The work identified potential molecular targets for the implementation of the antitumor effect of a new domestic compound, an analogue of pyridine LHT-13-19. Using the "Autodock 4.2" software environment, flexible receptor-directed molecular biological docking was carried out in virtual reality, which makes it possible to most accurately predict the formation of a complex between a molecular structure and a biological target in real conditions of a specific biological system. For molecular docking, three-dimensional structures of the epidermal growth factor receptor (EGFR, PDB ID: 1M17, 4KN2) from the open electronic library Protein Data Bank (USA) were used. The ligands were prepared using the MGL Tools 1.5.6 software environment, and their optimization was performed using the Avogadro software (USA). The molecule of the compound, an analogue of pyridine nucleoside, was synthesized in the Department of Chemistry, Technology of Synthetic Medicines and Analytical Control of All-Union Research Center for Biological Active Compounds Safety (Russia).
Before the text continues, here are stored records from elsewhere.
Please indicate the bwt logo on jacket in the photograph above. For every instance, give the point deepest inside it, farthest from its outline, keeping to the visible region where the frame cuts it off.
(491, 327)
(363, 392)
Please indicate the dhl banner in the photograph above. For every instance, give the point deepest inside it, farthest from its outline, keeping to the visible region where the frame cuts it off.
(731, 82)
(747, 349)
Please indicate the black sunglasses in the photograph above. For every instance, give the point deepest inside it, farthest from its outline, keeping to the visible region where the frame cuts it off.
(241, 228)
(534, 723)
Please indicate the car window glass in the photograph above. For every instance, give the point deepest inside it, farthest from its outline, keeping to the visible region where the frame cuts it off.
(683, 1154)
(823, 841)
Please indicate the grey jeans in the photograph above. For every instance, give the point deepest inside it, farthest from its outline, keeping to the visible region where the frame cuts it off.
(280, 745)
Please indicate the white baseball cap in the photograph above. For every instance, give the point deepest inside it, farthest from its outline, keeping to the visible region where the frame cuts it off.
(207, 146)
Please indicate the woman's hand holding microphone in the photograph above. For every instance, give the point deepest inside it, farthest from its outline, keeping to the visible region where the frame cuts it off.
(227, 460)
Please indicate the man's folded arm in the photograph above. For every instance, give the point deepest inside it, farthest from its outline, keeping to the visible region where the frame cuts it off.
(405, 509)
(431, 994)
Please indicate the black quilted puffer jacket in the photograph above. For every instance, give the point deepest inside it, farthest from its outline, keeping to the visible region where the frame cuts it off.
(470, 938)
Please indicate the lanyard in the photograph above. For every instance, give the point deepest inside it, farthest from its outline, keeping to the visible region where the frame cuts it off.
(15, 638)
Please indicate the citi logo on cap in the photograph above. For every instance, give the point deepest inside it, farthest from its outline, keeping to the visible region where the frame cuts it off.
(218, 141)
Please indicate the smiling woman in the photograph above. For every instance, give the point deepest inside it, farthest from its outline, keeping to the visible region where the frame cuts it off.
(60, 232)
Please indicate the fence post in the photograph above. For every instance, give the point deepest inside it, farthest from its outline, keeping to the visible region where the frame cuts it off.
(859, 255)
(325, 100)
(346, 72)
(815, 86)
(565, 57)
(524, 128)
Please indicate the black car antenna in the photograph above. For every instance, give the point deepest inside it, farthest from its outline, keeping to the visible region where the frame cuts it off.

As a result of the experiments, it was found that the LHT-13-19 molecule forms a conformational intermolecular interaction with the active centers 1M17, 4KN2 of the epidemic growth factor EGFR. The affinity is based on the formation of hydrogen and electron-acceptor bonds, characterized by high values of the scoring function and free energy value. Moreover, in terms of the strength of the affinity, the LHT-13-19 substance is not inferior to the reference molecule erlotinib.